Madan thinks about Abbas day and night. Even when he doesn't want to think about him, he sees his friend's body. He wakes with a start as a dog is devouring the eyes and refuses to stop, even though Madan is beating him with a stick. Or a rat suddenly jumps out of Abbas's mouth, while he dreams that Abbas is only asleep. He still doesn't know why he's in jail, but everyone seems to be convinced that he is guilty of a terrible crime. Everyone except Mister Patel.

“Here you are, son,” whispers Mister Patel; he is the only one who doesn't call him Mukka or rat. He slides his bowl in Madan's direction: there are at least four spoonfuls of rice left. “You're still growing. And I'm not.”

Madan looks at him gratefully and quickly polishes off the rice. Even Mister Patel can have second thoughts.

“When we get out of here, son, you must come and have dinner with me sometime. I'm a good cook, if I do say so myself.”

There's nothing Madan would like better. He's accustomed to eating irregularly — bad food and very little of it — but even Ram Khan gave him more to eat than he gets in the prison. Some of the others think that Mister Patel is his grandfather. Even Ibrahim, who is violent and abusive to everyone, has thus far left the old man in peace.

“That time will come, my son. I know it will. And then I'll make dal for you, with as much rice as you can eat.” Mister Patel turns over and closes his eyes. Madan listens to his incomprehensible prayer. Sometimes Mister Patel prays for an hour at a stretch. And when he's finished there's always a serene expression in his eyes, something that none of the other men seem to have, not even after their prayers.

“Do you ever pray?” Mister Patel asks as he tries to pick the dirt from under his fingernails.

Madan shakes his head.

“Have you never learned to pray? Or aren't you a believer?”

With an effort, Madan can dredge up a few vague memories: once he was taken to a temple where bells were ringing and incense was burning, and he remembers the holy pictures where Ram Khan did his
pudja
every day, and Brother Francis, who knelt down next to him and took hold of his hand to point to the man on the cross. He shrugged.

“Do you want to learn how to pray?”

The serenity that Mister Patel radiates after finishing his prayers appeals to Madan, but he's afraid that if he prays, Mister Patel's god will get into his head and reproach him for forgetting Abbas. Even though he hasn't. But that's hard to explain.

Mister Patel sees the hesitation in Madan's eyes. “You don't have to do it the way I do, using real words. You can pray in your head. Did you know that?”

Again, Madan nods his head. Praying inside his head is something he does all day long. He doesn't call it praying, of course, but talking.

“It's not just talking inside your head,” Mister Patel says. “When you pray, you start by emptying yourself and concentrating. Then you can start your prayers.”

Madan's mind reels:
emptying yourself
and
concentrating
. He doesn't have the faintest idea what Mister Patel is referring to. But he nods earnestly, and Mister Patel continues.

“We are all part of Cosmic Awareness.
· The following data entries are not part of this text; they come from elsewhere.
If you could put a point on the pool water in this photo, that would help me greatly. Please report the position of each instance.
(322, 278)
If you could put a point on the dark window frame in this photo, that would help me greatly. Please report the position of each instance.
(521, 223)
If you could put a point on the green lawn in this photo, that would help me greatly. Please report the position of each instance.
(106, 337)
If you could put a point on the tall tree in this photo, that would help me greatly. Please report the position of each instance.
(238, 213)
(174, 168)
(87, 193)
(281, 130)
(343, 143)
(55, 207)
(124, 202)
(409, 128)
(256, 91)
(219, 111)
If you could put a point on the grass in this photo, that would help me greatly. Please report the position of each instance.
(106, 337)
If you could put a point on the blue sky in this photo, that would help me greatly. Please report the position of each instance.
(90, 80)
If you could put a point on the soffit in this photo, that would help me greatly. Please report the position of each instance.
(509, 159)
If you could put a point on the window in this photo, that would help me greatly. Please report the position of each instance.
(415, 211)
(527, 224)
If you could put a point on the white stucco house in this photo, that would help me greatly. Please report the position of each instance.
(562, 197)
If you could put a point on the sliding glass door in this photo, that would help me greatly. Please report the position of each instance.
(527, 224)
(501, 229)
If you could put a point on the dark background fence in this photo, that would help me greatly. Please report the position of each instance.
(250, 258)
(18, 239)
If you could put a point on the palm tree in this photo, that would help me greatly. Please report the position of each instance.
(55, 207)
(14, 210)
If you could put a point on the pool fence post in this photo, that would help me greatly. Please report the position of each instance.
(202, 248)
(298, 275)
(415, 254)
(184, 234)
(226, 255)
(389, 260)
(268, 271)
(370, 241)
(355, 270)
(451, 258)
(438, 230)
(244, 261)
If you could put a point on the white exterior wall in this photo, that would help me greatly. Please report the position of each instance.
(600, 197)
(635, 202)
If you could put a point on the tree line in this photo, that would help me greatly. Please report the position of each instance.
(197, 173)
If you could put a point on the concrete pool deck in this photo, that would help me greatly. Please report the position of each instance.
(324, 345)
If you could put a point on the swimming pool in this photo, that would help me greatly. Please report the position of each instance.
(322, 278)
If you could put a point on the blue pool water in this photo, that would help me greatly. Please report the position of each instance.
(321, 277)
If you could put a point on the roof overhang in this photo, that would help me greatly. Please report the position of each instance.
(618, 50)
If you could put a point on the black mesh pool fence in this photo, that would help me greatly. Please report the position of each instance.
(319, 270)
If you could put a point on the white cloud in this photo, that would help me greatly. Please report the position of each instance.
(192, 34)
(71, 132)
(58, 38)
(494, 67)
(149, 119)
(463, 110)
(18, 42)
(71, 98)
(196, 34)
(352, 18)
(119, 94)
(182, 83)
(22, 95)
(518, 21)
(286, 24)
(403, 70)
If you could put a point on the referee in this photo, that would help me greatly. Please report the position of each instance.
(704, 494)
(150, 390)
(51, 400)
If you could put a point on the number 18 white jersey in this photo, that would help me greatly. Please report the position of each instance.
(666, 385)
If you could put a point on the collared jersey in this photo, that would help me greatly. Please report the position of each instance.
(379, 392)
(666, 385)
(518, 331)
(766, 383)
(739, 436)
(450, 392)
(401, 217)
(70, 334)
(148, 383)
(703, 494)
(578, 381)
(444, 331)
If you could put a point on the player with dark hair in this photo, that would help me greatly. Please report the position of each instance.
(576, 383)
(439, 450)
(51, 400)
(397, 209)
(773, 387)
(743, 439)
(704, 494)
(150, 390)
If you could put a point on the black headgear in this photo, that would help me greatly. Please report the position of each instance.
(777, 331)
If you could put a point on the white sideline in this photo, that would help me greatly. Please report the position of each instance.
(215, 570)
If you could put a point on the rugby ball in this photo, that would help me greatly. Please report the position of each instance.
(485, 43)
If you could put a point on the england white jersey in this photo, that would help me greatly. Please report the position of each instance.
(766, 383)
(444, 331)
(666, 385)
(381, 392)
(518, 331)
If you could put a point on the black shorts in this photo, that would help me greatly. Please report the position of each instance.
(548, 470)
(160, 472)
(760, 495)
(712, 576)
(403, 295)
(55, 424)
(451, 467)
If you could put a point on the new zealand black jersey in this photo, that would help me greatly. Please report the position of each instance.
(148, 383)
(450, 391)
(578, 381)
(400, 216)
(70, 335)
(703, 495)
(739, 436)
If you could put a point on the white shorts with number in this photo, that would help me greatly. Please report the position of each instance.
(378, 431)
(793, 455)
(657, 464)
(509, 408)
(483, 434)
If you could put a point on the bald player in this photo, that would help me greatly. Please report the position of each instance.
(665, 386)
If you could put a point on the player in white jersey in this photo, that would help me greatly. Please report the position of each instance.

You don't have to understand everything, but it's good for you to know that. The aim of prayer is to show respect, to make a request, or to guide your own thoughts and emotions. I pray to Brahma, Vishnu, and Shiva. But if you aren't yet acquainted with those gods, then as long as you're here you can also talk to the god inside you. Do you understand a bit of what I'm saying?”

The god inside him? He hasn't the faintest idea.

“Your god is part of you.”

Abbas!
Suddenly he understands what Mister Patel means. So that's what Mister Patel does: he talks to someone he loves very much. Abbas is always with him, every minute, every hour he thinks of him, and yet he's never dared to talk to him.

“I can see that you understand,” says Mister Patel with relief.
This is really something
, he thinks to himself: an innocent prisoner in a filthy prison, trying to teach a deaf boy to pray.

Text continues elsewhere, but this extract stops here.